Ekspansi di Asia Tenggara, GCL ET Lirik Pasar Pusat Data AI RI

Selasa, 30 Juni 2026 | 03:09:31 WIB
GCL ET Gandeng Mitra Lokal Kembangkan Pusat Data AI Indonesia [FOTO: NET].

JAKARTA - Perusahaan energi terbarukan asal China, GCL Energy Technology alias GCL ET, tengah menelisik peluang pembangunan pusat data kecerdasan buatan (artificial intelligence/AI) di Indonesia sebagai bagian dari rencana ekspansi global perusahaan di kawasan Asia Tenggara.

"Asia Tenggara merupakan salah satu kawasan utama dalam strategi internasional pusat data AI GCL ET, terutama Malaysia, Indonesia, dan Thailand," kata Head of Strategic Development Center GCL Energy Technology, Fanzhong Zeng, dalam keterangan tertulis kepada ANTARA di Beijing, Senin (29/6).

Fanzhong menguraikan bahwa Indonesia menjadi salah satu pasar yang menarik atensi perusahaannya, di samping Malaysia dan Thailand, lantaran posisinya yang dekat dengan Singapura, kemajuan ekonomi digital, serta limpahan potensi sumber daya energi yang menunjang.

Menurut dia, kedudukan Singapura sebagai pusat infrastruktur digital sekaligus pusat data di Asia memicu pengerjaan proyek-proyek baru di negara-negara tetangga, termasuk Indonesia, menyusul adanya keterbatasan lahan dan daya tampung listrik di Singapura.

Fanzhong membeberkan bahwa perusahaan yang berbasis di Suzhou, Provinsi Jiangsu tersebut, gencar menjejaki prospek bisnis pusat data AI di Malaysia dan Indonesia bersama dengan mitra lokal demi menyokong kemajuan industri ini.

Peluang mendirikan pusat data AI, tutur Fanzhong, bukan cuma berkelindan dengan keperluan komputasi, melainkan juga terkait pasokan energi yang stabil, ramah lingkungan, serta efisien.

"Setiap pasar memiliki struktur energi, kebutuhan pelanggan, dan ekosistem industri yang berbeda.

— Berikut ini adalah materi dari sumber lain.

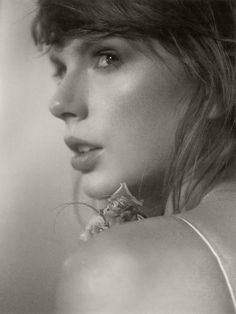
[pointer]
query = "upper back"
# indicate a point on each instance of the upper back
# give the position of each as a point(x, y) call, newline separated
point(159, 265)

Karena itu, kami tidak akan sekadar menyalin satu model yang sama, tetapi bekerja dengan mitra lokal untuk mencari model kerja sama yang sesuai dengan kondisi pasar setempat," kata dia lagi.

GCL ET, ucap Fanzhong, meramu solusi terintegrasi bagi proyek pusat data AI lewat metode yang menyatukan energi angin, surya, penyimpanan energi, pembangkit gas, serta infrastruktur komputasi ke dalam sebuah sistem terpadu.

Fanzhong menyebutkan skema tersebut dimaksudkan demi menjawab tantangan dalam pengembangan pusat data AI, khususnya di area dengan kapasitas jaringan listrik yang belum sepenuhnya mampu meladeni kebutuhan pusat data berskala raksasa secara kilat.

Menurut dia, ledakan AI di tingkat global memicu kebutuhan daya komputasi yang terus melonjak. Oleh sebab itu, korporasi melihat kaitan antara energi dan komputasi kini kian erat.

"Gelombang AI saat ini sejalan dengan strategi kami untuk mengintegrasikan energi dan daya komputasi," kata Fanzhong lagi.

Di samping itu, ada dua haluan utama dalam strategi integrasi energi dan daya komputasi. Pertama, "powering computing" di mana GCL ET mendayagunakan kemampuan di bidang pembangkitan energi, manajemen energi, serta perdagangan listrik demi memasok solusi energi yang lebih terjangkau, tepercaya, dan bersih untuk pusat data AI.

Haluan kedua ialah "empowering energy with AI", yakni pemanfaatan AI guna mendongkrak efisiensi di sektor energi, termasuk dalam tata kelola pembangkit energi terbarukan, stasiun pengisian daya kendaraan listrik, sistem perdagangan listrik, hingga tata pengaturan beban energi.

"Dengan menggabungkan dua pendekatan tersebut, kami membangun ekosistem tertutup antara energi dan daya komputasi," ujar dia.

GCL ET semenjak 2023 sudah mulai menanamkan investasi pada layanan daya komputasi dengan taksiran nilai berkisar 800 juta RMB (setara Rp2,1 triliun), termasuk untuk penyediaan infrastruktur komputasi AI yang berbasis sistem NVIDIA A800 dan H800.

GCL ET sejatinya sebelum ini lebih familier sebagai perusahaan investasi dan layanan energi. Kendati begitu, perusahaan tersebut saat ini melebarkan sayap bisnisnya menjadi penyedia layanan berbasis teknologi yang menyatukan aspek energi, komputasi, sekaligus perdagangan listrik.